――台本を読んだ感想はいかがでしたか。公演が「雨下の章」「日和の章」に分かれているのも気になります。
鞘師里保:末満さんからお聞きしたんですが、「雨下の章」「日和の章」というのは、実はあとから付けられた題名なんです。脚本が出来上がったとき、一方には雨が降っているお話が多く、一方にはハートウォーミングなお話がそろっていて、そこからインスピレーションを受けて、「雨下の章」「日和の章」と名付けたそうです。実際に台本を読んだら、「なるほど、なるほど」と思うシーンばかりだし、文章が作る想像力ってすごいなと思いました。
――「TRUMP」シリーズは多くのファンを持つ作品です。今回の物語の印象はどうでしたか?
鞘師:切ないです。すごく切ないな…って。たくさんの人と出会って、リリーが幸せな気持ちになれる、人とのつながりをありがたく思いながらも、その人たちは先に死んでいってしまうんですよね。リリーとしてそういう現実を目の当たりにしてしまうと、胸が締め付けられてしまうんです。歩み寄りたいけど、それをすると不幸になることが分かっているからそれはできない。幸せなことでも、今のリリーには受け入れられない現実でもあって、そういう心情がお話の節々から読み取れるのが本当に切なかったです。
――今回は短編集という形ですね。末満さんのほかに、6人の作家がそれぞれ脚本を書かれています。
鞘師:一話一話、作家さんによって脚本のタッチは全く違うのですが、それが集まって「黒世界」という一つの本になっているのがすごく不思議な感覚です。口調や表現も全然違うバラエティーに富んだ脚本が集まっているので、それをリリーとして、一貫性を持たせながらも演じ分けていかなければと思っています。稽古までに自分の中でも固めていきたいなと思います。

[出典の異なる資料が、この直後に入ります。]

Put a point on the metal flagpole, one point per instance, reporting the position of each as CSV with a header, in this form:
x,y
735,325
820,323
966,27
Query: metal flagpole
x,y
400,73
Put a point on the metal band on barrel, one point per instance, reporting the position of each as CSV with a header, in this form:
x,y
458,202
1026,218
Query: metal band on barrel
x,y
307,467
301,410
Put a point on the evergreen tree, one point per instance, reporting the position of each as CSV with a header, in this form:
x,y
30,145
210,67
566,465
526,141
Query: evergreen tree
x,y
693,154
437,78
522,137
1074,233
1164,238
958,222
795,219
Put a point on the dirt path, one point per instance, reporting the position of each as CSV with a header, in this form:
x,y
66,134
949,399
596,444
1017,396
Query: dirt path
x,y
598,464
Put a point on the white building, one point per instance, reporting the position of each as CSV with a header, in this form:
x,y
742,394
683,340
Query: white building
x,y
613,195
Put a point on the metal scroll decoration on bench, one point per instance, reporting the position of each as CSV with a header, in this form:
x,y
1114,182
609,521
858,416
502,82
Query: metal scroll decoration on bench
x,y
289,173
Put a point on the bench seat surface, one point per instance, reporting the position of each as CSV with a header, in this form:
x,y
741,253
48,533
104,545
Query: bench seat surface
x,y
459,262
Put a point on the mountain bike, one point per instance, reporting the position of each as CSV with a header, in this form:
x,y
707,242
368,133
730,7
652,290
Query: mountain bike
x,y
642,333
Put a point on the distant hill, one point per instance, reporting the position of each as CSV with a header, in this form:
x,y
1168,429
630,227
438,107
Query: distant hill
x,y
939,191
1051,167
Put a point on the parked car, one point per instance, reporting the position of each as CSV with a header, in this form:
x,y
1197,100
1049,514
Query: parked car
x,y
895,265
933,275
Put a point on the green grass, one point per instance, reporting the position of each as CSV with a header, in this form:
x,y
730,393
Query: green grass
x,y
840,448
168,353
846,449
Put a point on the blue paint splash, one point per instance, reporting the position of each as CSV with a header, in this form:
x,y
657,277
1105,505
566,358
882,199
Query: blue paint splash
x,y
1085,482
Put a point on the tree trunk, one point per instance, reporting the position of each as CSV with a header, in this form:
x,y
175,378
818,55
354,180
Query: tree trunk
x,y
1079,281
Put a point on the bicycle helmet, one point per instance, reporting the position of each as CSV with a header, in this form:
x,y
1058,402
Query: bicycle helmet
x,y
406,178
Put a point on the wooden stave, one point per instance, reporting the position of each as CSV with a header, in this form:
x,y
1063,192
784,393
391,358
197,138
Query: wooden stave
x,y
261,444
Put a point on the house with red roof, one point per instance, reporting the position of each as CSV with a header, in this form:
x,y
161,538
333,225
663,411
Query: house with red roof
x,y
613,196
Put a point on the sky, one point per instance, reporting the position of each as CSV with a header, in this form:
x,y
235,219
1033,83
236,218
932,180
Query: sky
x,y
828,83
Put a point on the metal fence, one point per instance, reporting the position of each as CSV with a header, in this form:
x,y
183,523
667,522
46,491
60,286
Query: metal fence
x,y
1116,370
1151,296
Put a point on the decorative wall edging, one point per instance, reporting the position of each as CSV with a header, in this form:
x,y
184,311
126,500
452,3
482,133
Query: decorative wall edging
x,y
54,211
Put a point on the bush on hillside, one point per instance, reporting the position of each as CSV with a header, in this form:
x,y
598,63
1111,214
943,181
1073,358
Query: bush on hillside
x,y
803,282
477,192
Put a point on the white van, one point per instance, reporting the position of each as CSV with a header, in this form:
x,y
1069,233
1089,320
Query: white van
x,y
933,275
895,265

――今は自宅での自主練期間(取材時)ということですが、調子はいかがですか?
鞘師:「ああ…、舞台ってこんな感じだったな」って、思い出しつつやっている部分があって、セリフを覚えるとか、そういうのが懐かしい感覚です。大変な作業ではありますが、思い出と重なって、今とても楽しいです。
――「LILIUM」の映像を見返したりは?
鞘師:そこはもちろん。過去の映像を見て、「リリーってこういう子だったな、こういう役だったな」って、自分の認識とずれがないかを照らし合わせながら練習しているところです。
――ちなみに朗読劇というと台本を持たれて行う場合もありますが、今回はどうされるのですか?
鞘師:私は(台本を)外すつもりで頑張っています。
――台本を拝見させていただきましたが、けっこうなセリフ量ですよ?
鞘師:二冊分ですから、すごいですよね。